University experts are looking for people from Scotland and beyond to transcribe thousands of hours of Gaelic-language recordings from some of the country’s most significant archives.
The project will expand the written and spoken examples of Scottish Gaelic available for automatic speech recognition, assisting computers to understand the language and turn it into text and other digital projects, researchers say.
In doing so, it aims to enrich Scotland’s cultural heritage and bolster research for Gaelic learners and hearing-impaired users world-wide.
Volunteers will be asked to transcribe archival recordings of traditional folklore into text. This will make online archive portals more useful for the public and researchers alike.
Sound archives
The project, Opening the Well, will transcribe the sounds of Scotland’s traditions held in two sound archives, which are presented on the Tobar an Dualchais/Kist o Riches web portal. It is an online resource that contains material from these archives and from the BBC.

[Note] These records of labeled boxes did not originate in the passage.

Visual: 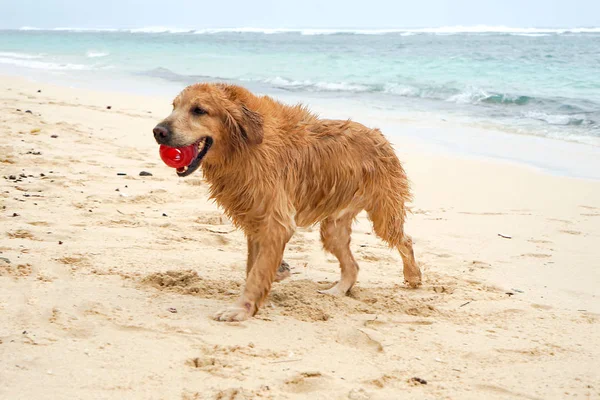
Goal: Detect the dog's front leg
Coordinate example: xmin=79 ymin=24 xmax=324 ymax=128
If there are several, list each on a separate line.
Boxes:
xmin=214 ymin=224 xmax=293 ymax=321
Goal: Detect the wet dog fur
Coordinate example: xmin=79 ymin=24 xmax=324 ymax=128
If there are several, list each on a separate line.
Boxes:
xmin=154 ymin=83 xmax=421 ymax=321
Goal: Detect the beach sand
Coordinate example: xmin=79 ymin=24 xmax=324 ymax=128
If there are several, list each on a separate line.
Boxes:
xmin=0 ymin=77 xmax=600 ymax=400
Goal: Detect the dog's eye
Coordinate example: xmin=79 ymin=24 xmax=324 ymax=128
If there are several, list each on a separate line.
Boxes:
xmin=192 ymin=107 xmax=206 ymax=115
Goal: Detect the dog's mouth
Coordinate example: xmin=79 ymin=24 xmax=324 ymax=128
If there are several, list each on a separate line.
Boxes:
xmin=177 ymin=136 xmax=213 ymax=177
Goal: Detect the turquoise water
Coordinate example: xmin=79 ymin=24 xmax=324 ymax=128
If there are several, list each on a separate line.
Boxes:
xmin=0 ymin=28 xmax=600 ymax=145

Among them are 1,500 hours of Gaelic storytelling recordings from the School of Scottish Studies Archives, based at the University of Edinburgh, and The Canna Collection, in the care of the National Trust for Scotland.
Creating a community
Researchers say opening up this digital work will help create a community with volunteers sharing progress, tips and discussion.
Their transcription will allow full-text search, opening up thousands of pages of history, traditions and stories, for study.
Researchers will then assemble a large body of Gaelic language data and use it to generate a high-quality automatic speech recognition (ASR) system for media, education and research.
Speech recognition
Project leads say the data will advance Gaelic automatic speech recognition by supporting a system where computers can be given lots of spoken and written examples of Gaelic so they can recognise speech and accurately process the language.
It will also create machine learning datasets of Gaelic words, sentences and audio clips to help AI systems learn the patterns of the language.